Rates of molecular evolution have a central role in our understanding of many aspects of species’ biology. However, the causes of variation in rates of molecular evolution remain poorly understood, particularly in plants. Here we show that height accounts for about one-fifth of the among-lineage rate variation in the chloroplast and nuclear genomes of plants. This relationship holds across 138 families of flowering plants, and when accounting for variation in species richness, temperature, ultraviolet radiation, latitude and growth form. Our observations can be explained by a link between height and rates of genome copying in plants, and we propose a mechanistic hypothesis to account for this—the ‘rate of mitosis’ hypothesis. This hypothesis has the potential to explain many disparate observations about rates of molecular evolution across the tree of life. Our results have implications for understanding the evolutionary history and future of plant lineages in a changing world.
This file contains all the data necessary to re-run our ML tree using the full alignmentcontaining all 564 species.
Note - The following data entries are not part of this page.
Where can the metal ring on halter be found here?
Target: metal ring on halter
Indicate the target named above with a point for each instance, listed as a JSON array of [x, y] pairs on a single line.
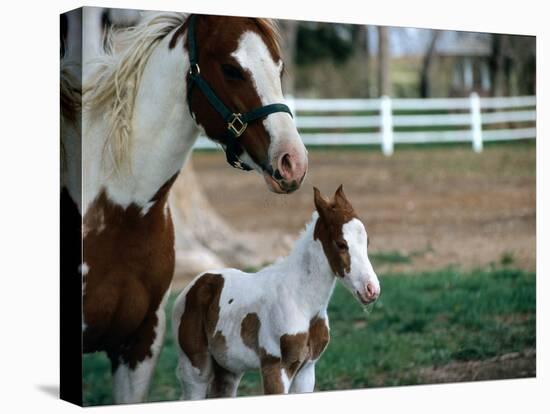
[[195, 69], [236, 125]]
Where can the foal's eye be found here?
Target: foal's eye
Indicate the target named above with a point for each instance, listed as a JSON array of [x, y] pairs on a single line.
[[342, 246], [232, 72]]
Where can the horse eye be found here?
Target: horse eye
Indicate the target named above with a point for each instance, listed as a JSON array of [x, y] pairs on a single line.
[[342, 245], [232, 72]]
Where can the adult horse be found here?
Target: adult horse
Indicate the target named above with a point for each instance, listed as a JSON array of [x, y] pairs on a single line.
[[142, 111]]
There are 5 files. 'burleigh_concat.phy' is the alignment file in phylip format. 'commandline' is the commandline we used to run RAxML version 7. 'partitions' describes how we partitioned our data (RAxML uses that file). 'RAxML_result.burleigh_concat.raxml.out' has the tree file that results from our analysis. 'raxmlHPC' is the raxml executable we used to run our analyses, on a Mac desktop computer.
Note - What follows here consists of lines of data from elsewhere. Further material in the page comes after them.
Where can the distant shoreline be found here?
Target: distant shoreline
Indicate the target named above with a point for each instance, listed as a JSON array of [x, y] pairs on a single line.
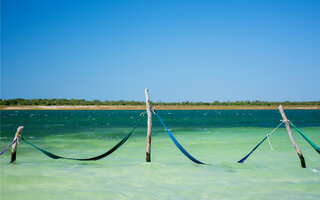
[[68, 107]]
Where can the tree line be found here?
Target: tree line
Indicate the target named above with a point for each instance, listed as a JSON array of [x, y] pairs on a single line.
[[52, 102]]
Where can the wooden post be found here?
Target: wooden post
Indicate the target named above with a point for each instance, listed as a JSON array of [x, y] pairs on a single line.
[[148, 148], [303, 164], [15, 145]]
This file contains data and R code for the sister pairs analyses. There are 2 files. 'raw_data_sister_pairs.csv' is a comma separated values file that contains all of the branch length and life history data we used in the sister pairs analyses. There is one row per sister pair in the analysis, which has data on: the two families in the sister pair, the proportion of genera we had height data for in each family, the number of species in each family, the average height of each family (log transformed value in mm), nuclear branch length for each family (in units of substitutions/site), chloroplast dN branch length for each family (also in substitutions/site), chloroplast dS branch length for each family (also in substitutions/site), Latitude for each family (in distance from the equator), UV for each family (measured as in Davies et al 2004), and Temperature for each family (in Kelvins). 'sister_pairs_analyses.r' contains all R code used for the sister pairs analyses. To use it, you will need to download R (it's free), install the relevant packages (at the top of the .r file), and then change the line at the top which starts 'setwd' to point to the folder on your computer that contains the raw_data_sister_pairs.csv file. As you go through the R code, it will print out all of the results in the paper that used sister pairs analyses.
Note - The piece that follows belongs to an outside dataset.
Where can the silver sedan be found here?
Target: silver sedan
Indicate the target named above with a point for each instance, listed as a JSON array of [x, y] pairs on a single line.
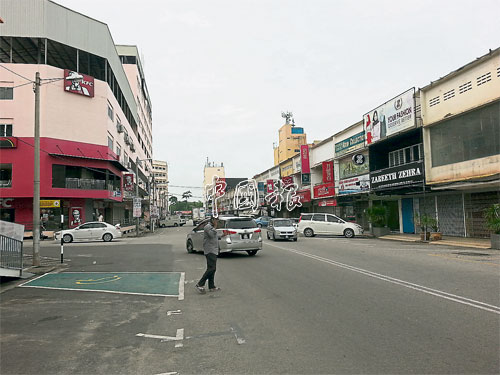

This file contains input files and the results files from running R8S on the ML tree, and on 1000 bootstraps of the ML tree. There are 3 files and 2 folders. 'base_files' is just a holder for some basic R8S input files, that the python script uses
(see below). This folder contains: the r8s executable we used (compiled for macs), the basic r8s.txt input file we used for each r8s analysis (which has data on our fossil calibrations), and a .txt file that contains the ML tree, and 1000 boostrapped trees estimated in RAxML as described in the paper. 'bootstrap_rates.txt' contains the results of the R8S analyses, each family is listed on its own row, and each row has 1001 associated columns. The first column contains the ML rate, subsequent columns contain bootstrap rates (in substitutions/site/myr). This is the main output file produced by the python script (see next). 'run_BS_r8s.py' is a python script that will run r8s on the ML tree and the 1000 bootstrap trees. Before running it, create an empty directory in the same folder as the script called "bootstrap_results", then change the "start_dir" and "tree_file" variables at the top of the script to point to the directory the script is in, and the tree file in the
'base_files' folder respectively. Then run the script using python. Briefly, the script takes each tree from the tree file, makes a r8s input file, runs r8s, then parses the output to extract the rates for each family. It then outputs these to the 'bootstrap_rates.txt' file. Be aware that the script stores all r8s results, which can take a lot of space (about 1GB) when the analyses are all complete.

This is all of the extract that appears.